I cant wait to get the new 24-70 L II on the 1DX!


----------



## Seamus (Mar 29, 2012)

Time to buy a lottery ticket...


----------



## smirkypants (Mar 29, 2012)

I've been saving my left kidney for just such an occasion.


----------



## wickidwombat (Mar 29, 2012)

I'm going to make sure i'm lying down when i see the price they retail for here in australia


----------



## DJL329 (Mar 29, 2012)

Canon Rumors said:


> *EF 24-70 f/2.8L II* I’m still hearing a release date of April 17, 2012 for the new version of a classic.



Are you sure they didn't say April 1st?


----------



## smirkypants (Mar 29, 2012)

wickidwombat said:


> I'm going to make sure i'm lying down when i see the price they retail for here in australia


If it's $11,000/US that's 77% more than I paid for my Nikon 200-400/f4 refurbished. The $4800 difference can't possibly be worth it.... I still can't believe this lens made my buy a Nikon. It kind of makes me fume.


----------



## Stone (Mar 29, 2012)

I HAVE to buy the 24-70, no way around that, but if the 200-400 is $11K, I'll just have to pass on it. I'd much rather spend my money on the 400 2.8 + 1.4 tc and be a stop faster @560mm f4.


----------



## pj1974 (Mar 29, 2012)

I must say that when the first mention of this lens was made (pre-announcement announcement thingy) - a shiver ran down my spine!  I thought "Now THAT could be a great lens! Some serious birding / distant wildlife potential in a lens, right there!" I applaud Canon on the idea of a built in tele-converter.... which I expect is tailored to the lens' optics.
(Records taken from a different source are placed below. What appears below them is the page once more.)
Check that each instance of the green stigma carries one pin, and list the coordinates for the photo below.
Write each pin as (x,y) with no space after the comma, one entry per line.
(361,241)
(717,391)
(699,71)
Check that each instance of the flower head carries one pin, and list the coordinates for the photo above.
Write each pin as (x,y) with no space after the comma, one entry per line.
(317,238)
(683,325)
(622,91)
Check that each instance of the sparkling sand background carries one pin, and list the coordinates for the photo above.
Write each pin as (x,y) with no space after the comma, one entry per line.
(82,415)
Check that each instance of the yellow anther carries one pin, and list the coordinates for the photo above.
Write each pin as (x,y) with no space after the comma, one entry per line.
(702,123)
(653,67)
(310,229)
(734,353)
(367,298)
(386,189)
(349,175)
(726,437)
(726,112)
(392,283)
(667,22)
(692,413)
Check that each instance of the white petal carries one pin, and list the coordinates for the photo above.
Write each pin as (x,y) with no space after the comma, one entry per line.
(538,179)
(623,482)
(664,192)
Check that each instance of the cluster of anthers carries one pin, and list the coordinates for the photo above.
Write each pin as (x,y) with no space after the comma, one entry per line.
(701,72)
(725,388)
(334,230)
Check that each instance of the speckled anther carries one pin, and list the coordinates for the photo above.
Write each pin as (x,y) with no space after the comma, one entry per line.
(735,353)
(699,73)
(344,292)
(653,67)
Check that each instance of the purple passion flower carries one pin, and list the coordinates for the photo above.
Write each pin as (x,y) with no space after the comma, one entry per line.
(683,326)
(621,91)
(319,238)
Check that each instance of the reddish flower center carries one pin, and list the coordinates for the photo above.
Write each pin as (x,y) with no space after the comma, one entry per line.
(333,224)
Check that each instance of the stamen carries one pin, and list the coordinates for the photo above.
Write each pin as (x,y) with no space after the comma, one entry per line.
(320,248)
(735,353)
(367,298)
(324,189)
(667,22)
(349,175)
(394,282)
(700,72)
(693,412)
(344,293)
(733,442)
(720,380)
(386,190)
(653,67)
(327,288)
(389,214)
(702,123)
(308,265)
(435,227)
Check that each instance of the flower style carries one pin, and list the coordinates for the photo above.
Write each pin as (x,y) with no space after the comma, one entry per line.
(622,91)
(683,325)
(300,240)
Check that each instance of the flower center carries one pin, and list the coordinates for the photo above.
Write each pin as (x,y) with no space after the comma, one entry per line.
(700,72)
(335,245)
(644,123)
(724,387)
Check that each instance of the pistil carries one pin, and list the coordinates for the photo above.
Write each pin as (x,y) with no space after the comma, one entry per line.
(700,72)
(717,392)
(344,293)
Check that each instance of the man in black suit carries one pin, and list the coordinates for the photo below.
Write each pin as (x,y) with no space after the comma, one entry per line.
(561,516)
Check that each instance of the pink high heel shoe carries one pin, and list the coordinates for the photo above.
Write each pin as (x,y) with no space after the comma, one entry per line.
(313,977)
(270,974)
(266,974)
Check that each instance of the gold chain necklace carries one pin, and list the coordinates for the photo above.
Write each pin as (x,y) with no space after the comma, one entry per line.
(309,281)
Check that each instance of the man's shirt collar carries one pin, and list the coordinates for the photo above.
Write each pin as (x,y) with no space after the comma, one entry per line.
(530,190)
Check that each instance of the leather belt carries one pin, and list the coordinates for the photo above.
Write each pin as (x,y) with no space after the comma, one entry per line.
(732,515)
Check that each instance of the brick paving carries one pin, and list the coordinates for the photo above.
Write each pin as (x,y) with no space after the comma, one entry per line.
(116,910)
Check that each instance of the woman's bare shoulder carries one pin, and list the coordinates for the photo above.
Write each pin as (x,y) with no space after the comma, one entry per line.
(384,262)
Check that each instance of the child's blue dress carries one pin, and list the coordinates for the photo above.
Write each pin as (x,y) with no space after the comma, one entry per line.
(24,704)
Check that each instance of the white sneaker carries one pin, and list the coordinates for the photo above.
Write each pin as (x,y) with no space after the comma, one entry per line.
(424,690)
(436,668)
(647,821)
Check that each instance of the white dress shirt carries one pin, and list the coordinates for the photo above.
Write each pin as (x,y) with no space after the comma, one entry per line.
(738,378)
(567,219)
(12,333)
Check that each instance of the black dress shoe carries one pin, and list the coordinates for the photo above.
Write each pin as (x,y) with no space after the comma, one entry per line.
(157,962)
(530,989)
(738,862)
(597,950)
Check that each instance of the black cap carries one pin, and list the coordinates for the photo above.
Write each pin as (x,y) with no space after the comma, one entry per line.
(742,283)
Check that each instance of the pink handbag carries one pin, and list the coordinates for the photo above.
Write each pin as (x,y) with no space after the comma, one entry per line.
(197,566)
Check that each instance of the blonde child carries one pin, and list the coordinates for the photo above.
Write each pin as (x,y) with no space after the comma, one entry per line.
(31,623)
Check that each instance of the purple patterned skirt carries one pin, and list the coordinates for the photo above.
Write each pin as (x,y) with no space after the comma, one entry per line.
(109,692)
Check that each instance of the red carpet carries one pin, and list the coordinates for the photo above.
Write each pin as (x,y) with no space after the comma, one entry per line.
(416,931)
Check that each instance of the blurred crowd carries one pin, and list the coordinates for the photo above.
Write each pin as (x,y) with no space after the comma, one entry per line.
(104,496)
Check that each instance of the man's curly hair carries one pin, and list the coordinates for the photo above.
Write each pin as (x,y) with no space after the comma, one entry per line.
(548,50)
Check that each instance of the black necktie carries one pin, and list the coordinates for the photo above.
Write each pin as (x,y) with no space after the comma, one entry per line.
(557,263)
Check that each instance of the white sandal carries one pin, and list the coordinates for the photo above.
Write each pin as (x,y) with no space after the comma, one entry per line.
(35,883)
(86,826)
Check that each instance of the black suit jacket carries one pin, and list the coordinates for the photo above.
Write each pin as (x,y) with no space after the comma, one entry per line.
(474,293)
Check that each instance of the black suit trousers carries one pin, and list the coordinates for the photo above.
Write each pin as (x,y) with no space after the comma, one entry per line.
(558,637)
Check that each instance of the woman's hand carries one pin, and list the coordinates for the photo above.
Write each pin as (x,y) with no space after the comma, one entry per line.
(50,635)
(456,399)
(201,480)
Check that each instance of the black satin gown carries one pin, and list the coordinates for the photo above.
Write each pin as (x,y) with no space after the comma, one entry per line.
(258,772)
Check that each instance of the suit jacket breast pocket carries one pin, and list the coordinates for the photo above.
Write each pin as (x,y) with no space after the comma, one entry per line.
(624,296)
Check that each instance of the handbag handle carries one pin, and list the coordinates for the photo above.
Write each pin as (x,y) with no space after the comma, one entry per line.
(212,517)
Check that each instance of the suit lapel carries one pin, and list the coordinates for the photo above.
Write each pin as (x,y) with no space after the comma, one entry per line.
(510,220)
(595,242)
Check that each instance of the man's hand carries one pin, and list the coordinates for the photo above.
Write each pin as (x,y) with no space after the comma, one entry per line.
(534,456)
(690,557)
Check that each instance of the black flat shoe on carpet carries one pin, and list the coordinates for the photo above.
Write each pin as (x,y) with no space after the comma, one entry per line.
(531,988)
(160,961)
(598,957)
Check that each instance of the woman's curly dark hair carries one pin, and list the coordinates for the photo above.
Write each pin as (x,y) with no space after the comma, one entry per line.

Of course I knew the price would be high.... initially I thought / heard maybe around $7k / $8k. But it appears it could be more than that, from what we're hearing. :

Wickidwombat... I know what you mean! It might end up being worth a trip to another country (eg Hong Kong, SE Asia, US, etc) to source it, if the price difference in Australia is so big. Even after paying import duty / tax ... one can still save this way. Only thing is you might not have a local warrantee...... 

Smirkypants, when you cite 77% more than your Nikon 200-400 f4, of course a number of factors come into play: a) you have a *refurbished* item that is always cheaper, b) the Nikon lens is an older design / model (so while it's a good lens from all accounts, it's street price is understandably lower than a new lens), c) the Nikon doesn't have the dedicated and built in 1.4x teleconverter!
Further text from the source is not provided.